Angola: Economy rebounds in Q3 on firming non-oil activity
National accounts data for the third quarter showed that the economy expanded 0.8% year-on-year, rebounding from the second quarter’s revised 0.2% contraction. This marked the best result since the fourth quarter of 2018. The economy remained notably below pre-pandemic levels despite firming underlying momentum, with GDP growing 0.5% on a seasonally-adjusted quarter-on-quarter basis in Q3, swinging from the second quarter’s 3.5% contraction.
The annual rebound was driven by firming activity in the non-oil sector, with output in the manufacturing, electricity and water, trade, and transport and storage sectors accelerating. Moreover, growth in the agricultural and forestry, and fishing sectors remained robust despite easing somewhat, while activity in the construction sector swung from a contraction in the second quarter to a solid expansion in Q3.

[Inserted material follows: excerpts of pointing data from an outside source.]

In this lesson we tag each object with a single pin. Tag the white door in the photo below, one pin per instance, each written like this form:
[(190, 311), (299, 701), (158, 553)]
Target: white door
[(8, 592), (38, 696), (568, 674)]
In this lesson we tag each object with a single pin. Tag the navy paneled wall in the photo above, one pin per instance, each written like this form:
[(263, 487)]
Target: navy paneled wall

On the other hand, the key oil sector, which accounts for roughly one third of GDP, remained in the doldrums. Output in the oil sector fell 11.1% over the same period a year prior. This followed the 12.1% contraction recorded in Q2 and marked the 23rd consecutive period of declining output. All in all, the oil sector subtracted 4.7 percentage points from the headline reading in the third quarter, worsening from the 0.3 percentage-point deduction recorded in Q2.
Turning to this year, economic growth is forecast to pick up pace compared to last year’s sluggish recovery. The rollback of restrictions should support the domestic economy, and the unleashing of pent-up demand will further buoy household spending. Normalizing global economic conditions are expected to aid the external sector, but the outlook is clouded by elevated inflation amid a depreciating currency, and regional instability as well as a subdued oil sector.
Analysts at the EIU added:
“Oil production will continue to decline in 2022–23, making the oil sector a poor source of real economic growth in the short term, despite global oil price rises anticipated in 2022, and output growth will remain below population growth. We expect the oil sector to contribute to real economic growth in 2024–26 as output from new blocks begins to be realised.”